GitHub Open-Sources A Series Of GitHub Actions For Automating ML Workflow

Recently, GitHub announced that now developers can use GitHub Actions for Machine learning Operations (MLOps) and Data Science. The software development platform created a series of GitHub Actions that integrate parts of data science and machine learning with a software development workflow.

MLOps is a practice for collaborating between data scientists and operations professionals for testing, lineage, versioning, and historical information in an automated way in order to manage machine learning or deep learning production life-cycle. 
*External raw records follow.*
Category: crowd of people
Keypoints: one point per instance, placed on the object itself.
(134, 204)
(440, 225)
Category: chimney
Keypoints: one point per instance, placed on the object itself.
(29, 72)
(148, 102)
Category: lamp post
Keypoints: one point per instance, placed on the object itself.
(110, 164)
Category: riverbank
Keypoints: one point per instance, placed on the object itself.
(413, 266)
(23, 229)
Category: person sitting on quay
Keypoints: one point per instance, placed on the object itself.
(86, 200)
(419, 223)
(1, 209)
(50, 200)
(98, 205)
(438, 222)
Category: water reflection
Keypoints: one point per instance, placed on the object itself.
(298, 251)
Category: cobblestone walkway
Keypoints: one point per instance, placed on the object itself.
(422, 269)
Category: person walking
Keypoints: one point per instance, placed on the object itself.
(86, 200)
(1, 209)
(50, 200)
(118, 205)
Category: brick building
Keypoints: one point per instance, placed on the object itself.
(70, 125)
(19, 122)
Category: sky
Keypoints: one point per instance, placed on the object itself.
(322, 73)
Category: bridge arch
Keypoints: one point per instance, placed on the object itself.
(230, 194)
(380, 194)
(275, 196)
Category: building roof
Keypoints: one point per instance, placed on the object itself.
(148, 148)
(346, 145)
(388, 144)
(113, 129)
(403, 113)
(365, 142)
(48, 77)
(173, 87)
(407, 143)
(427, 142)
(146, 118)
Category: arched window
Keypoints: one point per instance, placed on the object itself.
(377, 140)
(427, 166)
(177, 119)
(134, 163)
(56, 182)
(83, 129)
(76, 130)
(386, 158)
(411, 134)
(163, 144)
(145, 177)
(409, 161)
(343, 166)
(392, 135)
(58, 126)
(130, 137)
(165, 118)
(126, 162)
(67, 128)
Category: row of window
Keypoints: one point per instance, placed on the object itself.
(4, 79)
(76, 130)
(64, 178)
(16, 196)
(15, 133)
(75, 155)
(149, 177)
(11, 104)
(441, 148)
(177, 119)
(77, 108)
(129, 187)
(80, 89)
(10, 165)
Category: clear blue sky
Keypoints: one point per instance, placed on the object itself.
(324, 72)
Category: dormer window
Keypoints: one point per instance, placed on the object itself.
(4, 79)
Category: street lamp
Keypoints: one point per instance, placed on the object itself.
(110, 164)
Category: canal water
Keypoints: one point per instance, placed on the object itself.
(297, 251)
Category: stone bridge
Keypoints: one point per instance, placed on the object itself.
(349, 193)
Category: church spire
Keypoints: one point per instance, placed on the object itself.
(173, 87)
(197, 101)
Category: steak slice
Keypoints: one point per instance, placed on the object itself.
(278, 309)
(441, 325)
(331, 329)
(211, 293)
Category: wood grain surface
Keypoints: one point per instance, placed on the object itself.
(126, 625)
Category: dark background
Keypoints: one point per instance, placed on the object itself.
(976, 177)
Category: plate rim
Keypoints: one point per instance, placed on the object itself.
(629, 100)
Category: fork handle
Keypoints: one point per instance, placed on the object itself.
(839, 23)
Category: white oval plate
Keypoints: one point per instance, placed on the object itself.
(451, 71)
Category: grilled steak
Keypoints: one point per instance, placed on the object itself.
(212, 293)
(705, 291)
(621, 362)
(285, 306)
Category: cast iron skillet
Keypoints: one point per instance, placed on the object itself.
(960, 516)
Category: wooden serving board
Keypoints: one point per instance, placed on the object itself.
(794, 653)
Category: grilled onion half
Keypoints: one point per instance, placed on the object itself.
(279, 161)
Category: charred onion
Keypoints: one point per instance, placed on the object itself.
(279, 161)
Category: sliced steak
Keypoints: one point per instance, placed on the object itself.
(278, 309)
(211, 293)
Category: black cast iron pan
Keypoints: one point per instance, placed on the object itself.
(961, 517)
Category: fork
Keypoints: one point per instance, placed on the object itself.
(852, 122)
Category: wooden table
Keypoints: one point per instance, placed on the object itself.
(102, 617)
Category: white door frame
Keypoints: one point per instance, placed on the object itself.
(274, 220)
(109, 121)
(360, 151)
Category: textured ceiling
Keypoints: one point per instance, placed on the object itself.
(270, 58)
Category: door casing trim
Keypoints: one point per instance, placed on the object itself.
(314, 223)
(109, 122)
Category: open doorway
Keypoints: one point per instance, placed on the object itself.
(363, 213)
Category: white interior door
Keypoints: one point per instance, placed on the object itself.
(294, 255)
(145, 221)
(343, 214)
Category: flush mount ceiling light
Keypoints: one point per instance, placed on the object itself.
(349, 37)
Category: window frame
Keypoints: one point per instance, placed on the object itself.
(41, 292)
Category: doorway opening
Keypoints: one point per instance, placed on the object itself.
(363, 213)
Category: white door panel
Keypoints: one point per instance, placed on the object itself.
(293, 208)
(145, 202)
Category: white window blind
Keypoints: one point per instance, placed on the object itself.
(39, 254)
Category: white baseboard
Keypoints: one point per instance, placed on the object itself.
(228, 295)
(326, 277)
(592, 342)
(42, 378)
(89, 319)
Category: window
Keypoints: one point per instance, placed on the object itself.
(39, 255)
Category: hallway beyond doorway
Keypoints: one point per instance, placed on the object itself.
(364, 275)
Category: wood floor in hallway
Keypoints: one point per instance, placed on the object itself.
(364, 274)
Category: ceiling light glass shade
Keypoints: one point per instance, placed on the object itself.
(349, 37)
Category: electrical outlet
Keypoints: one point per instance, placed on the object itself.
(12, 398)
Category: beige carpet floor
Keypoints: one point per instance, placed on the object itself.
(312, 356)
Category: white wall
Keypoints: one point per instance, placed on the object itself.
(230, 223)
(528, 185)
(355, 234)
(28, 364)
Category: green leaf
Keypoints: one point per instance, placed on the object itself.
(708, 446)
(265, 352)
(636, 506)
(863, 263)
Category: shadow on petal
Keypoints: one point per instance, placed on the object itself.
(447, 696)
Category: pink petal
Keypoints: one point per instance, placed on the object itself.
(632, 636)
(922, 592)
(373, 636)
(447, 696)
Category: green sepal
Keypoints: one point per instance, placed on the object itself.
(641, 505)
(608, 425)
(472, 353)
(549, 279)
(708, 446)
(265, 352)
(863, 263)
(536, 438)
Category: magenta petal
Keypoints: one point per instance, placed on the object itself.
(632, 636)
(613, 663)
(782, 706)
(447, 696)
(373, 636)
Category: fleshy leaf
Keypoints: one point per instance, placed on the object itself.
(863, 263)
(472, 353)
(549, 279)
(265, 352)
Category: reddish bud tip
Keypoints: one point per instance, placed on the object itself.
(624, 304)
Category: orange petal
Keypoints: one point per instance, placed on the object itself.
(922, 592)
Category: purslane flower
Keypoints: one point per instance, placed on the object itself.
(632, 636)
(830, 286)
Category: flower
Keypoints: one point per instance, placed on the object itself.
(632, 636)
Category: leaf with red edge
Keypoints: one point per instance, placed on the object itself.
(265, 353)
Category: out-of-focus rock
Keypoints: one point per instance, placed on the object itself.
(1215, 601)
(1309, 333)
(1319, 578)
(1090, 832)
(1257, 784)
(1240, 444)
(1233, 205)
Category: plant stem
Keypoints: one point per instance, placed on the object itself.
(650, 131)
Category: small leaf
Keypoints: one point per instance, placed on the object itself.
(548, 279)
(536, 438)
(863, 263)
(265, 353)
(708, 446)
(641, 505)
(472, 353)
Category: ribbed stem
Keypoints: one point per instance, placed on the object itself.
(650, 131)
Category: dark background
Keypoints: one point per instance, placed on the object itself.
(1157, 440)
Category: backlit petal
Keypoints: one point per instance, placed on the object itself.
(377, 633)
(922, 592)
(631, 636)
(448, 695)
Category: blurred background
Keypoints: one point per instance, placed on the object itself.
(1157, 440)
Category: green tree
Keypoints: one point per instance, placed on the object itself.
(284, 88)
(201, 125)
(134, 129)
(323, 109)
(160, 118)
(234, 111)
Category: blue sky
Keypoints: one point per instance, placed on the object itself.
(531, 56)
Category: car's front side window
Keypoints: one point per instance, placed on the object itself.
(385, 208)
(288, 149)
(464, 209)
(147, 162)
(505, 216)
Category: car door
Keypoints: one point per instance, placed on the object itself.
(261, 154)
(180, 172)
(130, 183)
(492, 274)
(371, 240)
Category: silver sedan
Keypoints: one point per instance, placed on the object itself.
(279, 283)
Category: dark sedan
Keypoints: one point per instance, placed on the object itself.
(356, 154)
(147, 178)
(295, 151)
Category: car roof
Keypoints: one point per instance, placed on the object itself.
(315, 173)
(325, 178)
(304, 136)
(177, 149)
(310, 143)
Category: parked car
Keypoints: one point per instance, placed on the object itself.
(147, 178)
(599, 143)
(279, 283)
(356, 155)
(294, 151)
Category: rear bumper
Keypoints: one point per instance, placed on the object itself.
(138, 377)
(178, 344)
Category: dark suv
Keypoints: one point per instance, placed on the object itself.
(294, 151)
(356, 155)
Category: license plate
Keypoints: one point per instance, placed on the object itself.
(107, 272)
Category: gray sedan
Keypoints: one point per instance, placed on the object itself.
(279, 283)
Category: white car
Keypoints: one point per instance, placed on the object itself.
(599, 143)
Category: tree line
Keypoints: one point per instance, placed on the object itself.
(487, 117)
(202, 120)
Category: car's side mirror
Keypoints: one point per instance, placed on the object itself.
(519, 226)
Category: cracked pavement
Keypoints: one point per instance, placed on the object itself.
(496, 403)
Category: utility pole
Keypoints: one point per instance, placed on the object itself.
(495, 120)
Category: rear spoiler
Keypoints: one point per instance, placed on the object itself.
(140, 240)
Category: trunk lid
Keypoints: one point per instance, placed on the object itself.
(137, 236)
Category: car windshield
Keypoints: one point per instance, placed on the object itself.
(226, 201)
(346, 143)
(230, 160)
Due to the nascent stage of MLOps, developers and data scientists often require to implement these tools from scratch, use disparate tools that are decoupled from codes and thus leading to poor debugging and reproducibility. In order to mitigate these issues, a series of GitHub Actions have been introduced.

There are currently a number of GitHub Actions that are available for MLOps and data science. Some of these are mentioned below: –

Orchestrating Machine Learning Pipelines:

  • Submit Argo Workflows – The Submit Argo Workflows allows a developer to orchestrate machine learning pipelines that run on Kubernetes.
  • Publish Kubeflow Pipelines to GKE– Kubeflow Pipelines is a platform for building and deploying portable, scalable machine learning (ML) workflows based on Docker containers. The goal of this action is to provide automated deployments of Kubeflow Pipelines on Google Cloud Platform (GCP). 

Jupyter Notebooks:

  • Run Parameterised Notebooks– This GitHub action runs a Jupyter notebook,  parameterises using papermill and lets a developer upload produced output as an artifact using the upload artifact action.
  • Repo2Docker Action– This action helps to build a Jupyter enabled Docker image from a GitHub repository and push this image to a Docker registry of choice.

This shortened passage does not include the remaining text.